11. Adjusted R-squared accounts for
a) Number of predictors
b) Sample size
c) Both a and b
d) Residuals
✅ Correct Answer: c) Both a and b
📝 Explanation:
Penalizes adding irrelevant variables; better for model comparison.
12. Outliers in regression can be detected using
a) Leverage and Cook's distance
b) R-squared
c) Slope
d) Intercept
✅ Correct Answer: a) Leverage and Cook's distance
📝 Explanation:
High values indicate influential points affecting fit.
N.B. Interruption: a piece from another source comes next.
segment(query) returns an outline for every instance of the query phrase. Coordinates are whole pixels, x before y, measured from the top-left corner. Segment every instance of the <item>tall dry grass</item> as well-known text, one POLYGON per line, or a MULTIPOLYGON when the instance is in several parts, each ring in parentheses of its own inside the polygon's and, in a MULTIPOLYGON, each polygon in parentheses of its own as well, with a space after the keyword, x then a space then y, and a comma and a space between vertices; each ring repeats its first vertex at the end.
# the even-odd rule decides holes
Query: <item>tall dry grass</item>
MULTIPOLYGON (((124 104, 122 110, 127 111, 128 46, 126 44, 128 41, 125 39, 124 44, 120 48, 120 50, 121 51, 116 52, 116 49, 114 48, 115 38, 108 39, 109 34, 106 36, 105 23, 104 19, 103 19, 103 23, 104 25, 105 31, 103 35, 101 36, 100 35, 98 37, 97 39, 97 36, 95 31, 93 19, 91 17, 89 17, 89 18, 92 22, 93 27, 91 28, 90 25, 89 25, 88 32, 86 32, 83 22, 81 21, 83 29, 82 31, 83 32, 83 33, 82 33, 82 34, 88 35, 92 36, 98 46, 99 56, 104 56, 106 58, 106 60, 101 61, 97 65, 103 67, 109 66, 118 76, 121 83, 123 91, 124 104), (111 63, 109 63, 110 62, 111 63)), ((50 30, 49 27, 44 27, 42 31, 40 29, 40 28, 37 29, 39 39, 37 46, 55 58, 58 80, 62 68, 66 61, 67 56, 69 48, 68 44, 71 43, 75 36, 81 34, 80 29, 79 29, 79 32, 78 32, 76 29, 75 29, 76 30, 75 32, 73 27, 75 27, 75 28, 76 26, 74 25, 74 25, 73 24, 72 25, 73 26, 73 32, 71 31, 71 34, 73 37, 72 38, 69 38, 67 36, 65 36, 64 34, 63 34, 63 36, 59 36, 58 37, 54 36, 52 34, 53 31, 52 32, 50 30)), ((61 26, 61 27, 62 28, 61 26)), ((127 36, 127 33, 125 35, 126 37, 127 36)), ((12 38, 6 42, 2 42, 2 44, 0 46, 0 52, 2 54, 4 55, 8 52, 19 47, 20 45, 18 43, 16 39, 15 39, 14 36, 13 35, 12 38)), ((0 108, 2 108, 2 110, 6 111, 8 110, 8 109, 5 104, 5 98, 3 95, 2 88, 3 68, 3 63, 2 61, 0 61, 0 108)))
13. The standard error of the estimate is
a) Root mean squared error
b) Average residual
c) Variance of Y
d) Correlation
✅ Correct Answer: a) Root mean squared error
📝 Explanation:
Measures prediction accuracy; √(SSE/(n-k-1)).
14. Autocorrelation in residuals is tested with
a) Durbin-Watson test
b) Breusch-Pagan
c) Shapiro-Wilk
d) VIF
✅ Correct Answer: a) Durbin-Watson test
📝 Explanation:
Values near 2 indicate no serial correlation; common in time series.
15. Logistic regression is used for
a) Continuous outcomes
b) Binary or categorical outcomes
c) Time series
d) Clustering
✅ Correct Answer: b) Binary or categorical outcomes
📝 Explanation:
Models log-odds; uses sigmoid function.
16. In ridge regression, the penalty is on
a) Sum of squared coefficients
b) Absolute coefficients
c) Interactions
d) Residuals
✅ Correct Answer: a) Sum of squared coefficients
📝 Explanation:
L2 regularization; reduces multicollinearity.
17. Lasso regression uses
a) L1 penalty
b) L2 penalty
c) No penalty
d) Quadratic penalty
✅ Correct Answer: a) L1 penalty
📝 Explanation:
Sum of absolute coefficients; performs variable selection.